Jamming in Systems With Quenched Disorder
C.J. Olson Reichhardt, E. Groopman, Z. Nussinov, and C. Reichhardt

TL;DR
This study investigates how quenched disorder affects jamming transitions in particle systems, revealing decreased jamming density, depinning thresholds, and a transition from plastic to elastic behavior, with implications for related disordered systems.
Contribution
It provides the first detailed numerical analysis of quenched disorder's impact on jamming, highlighting the transition from plastic to elastic depinning and the associated noise and transport changes.
Findings
Quenched disorder lowers the jamming density.
A depinning threshold appears with increasing disorder.
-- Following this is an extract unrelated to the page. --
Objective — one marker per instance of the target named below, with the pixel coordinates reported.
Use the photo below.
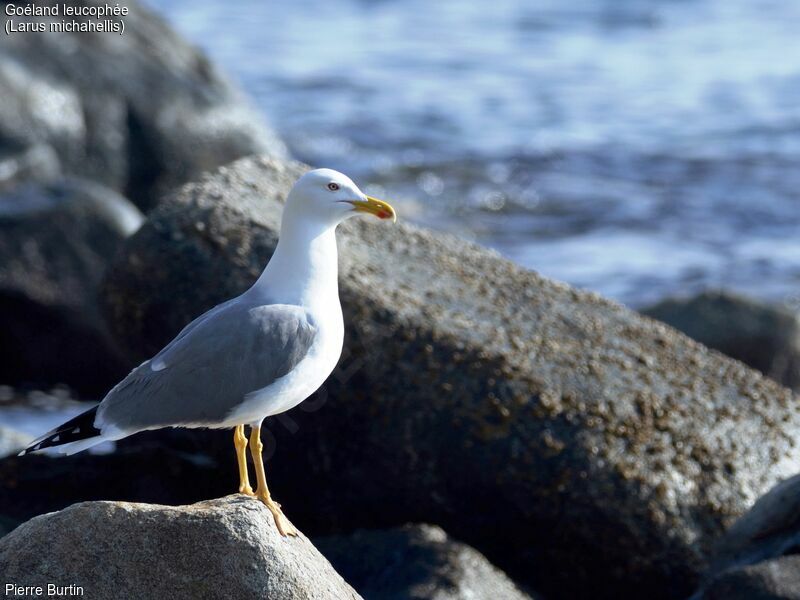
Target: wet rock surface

Transition from plastic to elastic depinning observed.
Abstract
We numerically study the effect of adding quenched disorder in the form of randomly placed pinning sites on jamming transitions in systems that jam at a well defined point J in the clean limit. Quenched disorder decreases the jamming density and introduces a depinning threshold. The onset of a finite threshold coincides with point J at the lowest pinning densities, but for higher pinning densities there is always a finite threshold even well below jamming. We find that proximity to point J strongly affects the transport curves and noise fluctuations, and observe a change from plastic behavior below jamming, where the system is highly heterogeneous, to elastic depinning above jamming. Many of the general features we find are related to other systems containing quenched disorder, including the peak effect observed in vortex systems.